Trying to upgrade Windows with the DLP agent installed and the upgrade fails.

You may see errors similar to these below:

Cannot write security information for registry key HKLM\SYSTEM\CurrentControlSet\services\EDPA (error 0x00000005)[gle=0x000003f0]
Error      [0x080782] MIG    CRegistryDataStore::Create: Failed to set reflection key flags for HKLM\SYSTEM\CurrentControlSet\services\EDPA[gle=0x00000005]
Error      [0x080789] MIG    CRegistryDataStore::Create: Failed to set LUA key flags for HKLM\SYSTEM\CurrentControlSet\services\EDPA[gle=0x00000005]
 Error                 SP     Error WRITE, 0x00000005 while gathering/applying object: Registry, HKLM\SYSTEM\CurrentControlSet\services\EDPA []. Will return 0
Error                 MIG    Error 5 while applying object HKLM\SYSTEM\CurrentControlSet\services\EDPA []. Shell application requested abort
Error      [0x08097b] MIG    Abandoning apply due to error for object: HKLM\SYSTEM\CurrentControlSet\services\EDPA []
Error                        Apply failed. Last error: 0x00000000

Issue observed while upgrading from Windows 1709 to Windows 1809 and to Windows 21H2.

Windows installer cannot update registry keys that are in use and locked by the EDPA agent.

Permissions issue the service must have Local Admin privileges. 

If using SCCM be aware that service level, may or may not have the appropriate permissions.

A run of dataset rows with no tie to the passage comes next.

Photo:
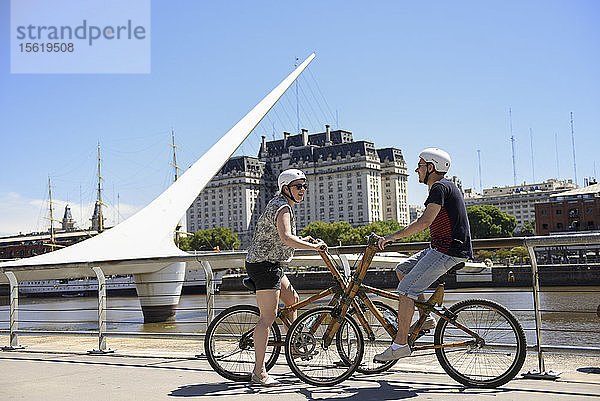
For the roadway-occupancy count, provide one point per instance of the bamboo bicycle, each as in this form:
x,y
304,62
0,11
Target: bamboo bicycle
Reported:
x,y
229,345
478,342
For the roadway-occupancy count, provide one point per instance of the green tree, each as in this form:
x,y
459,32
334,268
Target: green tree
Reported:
x,y
520,254
207,240
488,221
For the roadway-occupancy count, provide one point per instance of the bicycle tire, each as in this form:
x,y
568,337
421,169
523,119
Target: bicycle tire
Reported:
x,y
486,365
376,344
315,362
229,346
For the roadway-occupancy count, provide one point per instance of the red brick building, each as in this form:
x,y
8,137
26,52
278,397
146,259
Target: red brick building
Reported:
x,y
571,211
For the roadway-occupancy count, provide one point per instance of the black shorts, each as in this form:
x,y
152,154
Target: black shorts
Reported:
x,y
266,275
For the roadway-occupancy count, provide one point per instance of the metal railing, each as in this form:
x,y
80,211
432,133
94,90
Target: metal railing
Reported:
x,y
531,243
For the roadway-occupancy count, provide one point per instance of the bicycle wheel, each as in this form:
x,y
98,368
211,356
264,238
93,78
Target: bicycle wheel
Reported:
x,y
315,362
376,344
491,361
229,345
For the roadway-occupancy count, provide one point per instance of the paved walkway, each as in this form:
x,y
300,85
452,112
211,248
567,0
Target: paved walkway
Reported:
x,y
38,374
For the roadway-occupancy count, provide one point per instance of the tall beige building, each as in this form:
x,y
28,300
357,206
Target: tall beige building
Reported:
x,y
348,181
520,200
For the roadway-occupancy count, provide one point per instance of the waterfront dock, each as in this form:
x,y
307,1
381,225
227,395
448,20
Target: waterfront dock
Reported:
x,y
58,368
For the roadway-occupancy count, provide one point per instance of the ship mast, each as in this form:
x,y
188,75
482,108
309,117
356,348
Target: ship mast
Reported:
x,y
176,175
98,217
52,243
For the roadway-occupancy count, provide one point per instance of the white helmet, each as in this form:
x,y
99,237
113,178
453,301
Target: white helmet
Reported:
x,y
438,157
288,176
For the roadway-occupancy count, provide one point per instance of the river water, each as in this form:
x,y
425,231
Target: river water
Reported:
x,y
568,313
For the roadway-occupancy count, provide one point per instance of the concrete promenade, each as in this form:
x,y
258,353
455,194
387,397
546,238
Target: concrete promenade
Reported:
x,y
57,368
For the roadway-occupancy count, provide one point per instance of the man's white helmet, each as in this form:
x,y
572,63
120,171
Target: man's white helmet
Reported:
x,y
438,157
288,176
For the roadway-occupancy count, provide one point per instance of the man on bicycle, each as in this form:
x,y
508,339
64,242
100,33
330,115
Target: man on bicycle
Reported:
x,y
446,217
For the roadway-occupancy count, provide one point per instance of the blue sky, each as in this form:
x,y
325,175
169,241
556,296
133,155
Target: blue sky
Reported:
x,y
404,74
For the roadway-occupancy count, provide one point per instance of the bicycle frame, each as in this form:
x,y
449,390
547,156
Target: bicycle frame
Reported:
x,y
357,288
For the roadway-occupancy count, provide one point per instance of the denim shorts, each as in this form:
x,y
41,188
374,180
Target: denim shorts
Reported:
x,y
422,269
266,275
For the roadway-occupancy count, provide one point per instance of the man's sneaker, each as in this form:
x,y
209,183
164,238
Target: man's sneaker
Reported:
x,y
392,354
429,324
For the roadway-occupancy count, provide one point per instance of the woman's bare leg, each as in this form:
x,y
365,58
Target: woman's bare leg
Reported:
x,y
267,301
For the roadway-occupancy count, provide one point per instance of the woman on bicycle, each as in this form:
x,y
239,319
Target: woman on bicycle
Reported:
x,y
273,243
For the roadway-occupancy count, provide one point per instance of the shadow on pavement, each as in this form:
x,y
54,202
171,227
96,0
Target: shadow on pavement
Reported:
x,y
364,389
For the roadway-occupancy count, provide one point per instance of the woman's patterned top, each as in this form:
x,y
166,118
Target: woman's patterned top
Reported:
x,y
266,244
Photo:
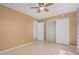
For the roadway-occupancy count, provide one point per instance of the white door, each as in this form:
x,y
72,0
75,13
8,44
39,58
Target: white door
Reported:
x,y
51,31
62,31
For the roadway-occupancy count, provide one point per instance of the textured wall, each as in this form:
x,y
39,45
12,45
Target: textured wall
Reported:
x,y
15,28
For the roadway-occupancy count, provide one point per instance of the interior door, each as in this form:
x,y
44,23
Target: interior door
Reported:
x,y
51,31
62,31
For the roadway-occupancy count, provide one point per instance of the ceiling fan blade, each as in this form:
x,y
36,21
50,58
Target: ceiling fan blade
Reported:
x,y
34,7
38,11
49,4
46,10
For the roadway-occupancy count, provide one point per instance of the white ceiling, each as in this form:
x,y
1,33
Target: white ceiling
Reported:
x,y
55,9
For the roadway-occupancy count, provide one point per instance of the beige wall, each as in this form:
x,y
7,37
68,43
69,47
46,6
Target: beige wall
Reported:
x,y
15,28
73,25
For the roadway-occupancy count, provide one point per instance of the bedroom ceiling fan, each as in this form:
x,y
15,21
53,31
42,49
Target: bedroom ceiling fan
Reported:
x,y
42,7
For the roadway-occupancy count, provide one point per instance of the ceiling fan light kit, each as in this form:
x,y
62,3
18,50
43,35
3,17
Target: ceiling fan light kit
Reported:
x,y
42,7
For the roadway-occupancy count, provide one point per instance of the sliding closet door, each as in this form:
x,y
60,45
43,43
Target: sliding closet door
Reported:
x,y
51,31
62,31
41,31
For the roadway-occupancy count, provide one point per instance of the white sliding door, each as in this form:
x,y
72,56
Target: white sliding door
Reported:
x,y
51,31
41,31
62,31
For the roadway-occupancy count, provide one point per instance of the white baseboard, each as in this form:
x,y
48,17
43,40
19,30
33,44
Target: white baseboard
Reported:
x,y
15,47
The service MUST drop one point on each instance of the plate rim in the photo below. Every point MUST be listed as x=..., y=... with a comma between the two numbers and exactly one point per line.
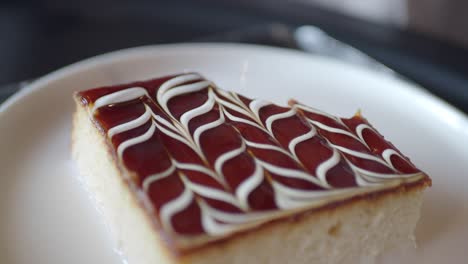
x=125, y=54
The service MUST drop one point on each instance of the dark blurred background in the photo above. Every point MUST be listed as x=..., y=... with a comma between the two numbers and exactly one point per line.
x=427, y=41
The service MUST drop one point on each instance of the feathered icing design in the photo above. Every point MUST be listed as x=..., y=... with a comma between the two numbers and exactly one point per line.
x=213, y=162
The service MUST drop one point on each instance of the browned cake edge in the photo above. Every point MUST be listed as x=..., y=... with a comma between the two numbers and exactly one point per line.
x=171, y=254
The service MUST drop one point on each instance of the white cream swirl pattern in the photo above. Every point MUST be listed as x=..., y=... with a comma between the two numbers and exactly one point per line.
x=296, y=183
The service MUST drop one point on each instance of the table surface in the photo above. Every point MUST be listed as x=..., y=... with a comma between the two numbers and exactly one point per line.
x=42, y=36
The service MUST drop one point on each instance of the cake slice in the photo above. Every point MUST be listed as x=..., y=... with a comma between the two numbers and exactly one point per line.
x=186, y=172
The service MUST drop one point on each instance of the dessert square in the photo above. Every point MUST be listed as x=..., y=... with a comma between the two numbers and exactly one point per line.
x=186, y=172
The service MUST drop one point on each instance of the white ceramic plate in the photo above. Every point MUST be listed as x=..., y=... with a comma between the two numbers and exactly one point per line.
x=46, y=217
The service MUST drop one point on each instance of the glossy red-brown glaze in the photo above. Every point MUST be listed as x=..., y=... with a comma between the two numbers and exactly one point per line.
x=159, y=152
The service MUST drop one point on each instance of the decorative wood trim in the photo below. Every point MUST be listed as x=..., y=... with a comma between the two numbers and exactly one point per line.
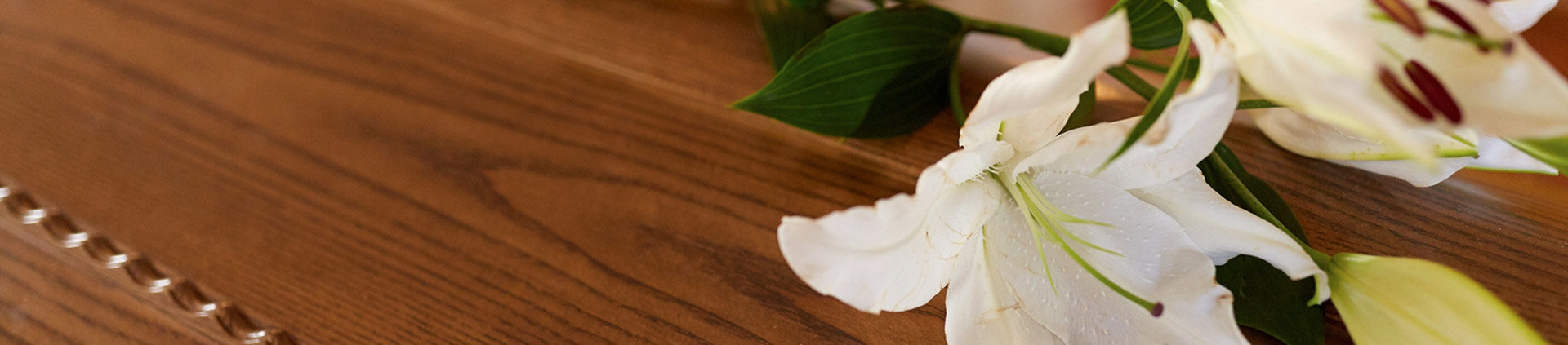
x=187, y=297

There are several possible resolutions.

1. Lower AgentTamperProtection.ENABLE_AGENT_TAMPER_PROTECTION.int from 7 to 3 during the OS migration process, then return the value to 7.
2. Perform the upgrade in safe mode.
3. Use service_shutdown.exe which is located in the Agent Installer package that is downloaded from Symantec.
4. Shutdown the agent from the Enforce console, and reboot the endpoint to ensure the change is pushed.
5. Uninstall the Agent, perform the upgrade, and then reinstall the agent.

Microsoft is aware of the issue, but as of the time of this article does not know why the permission settings are not being set correctly.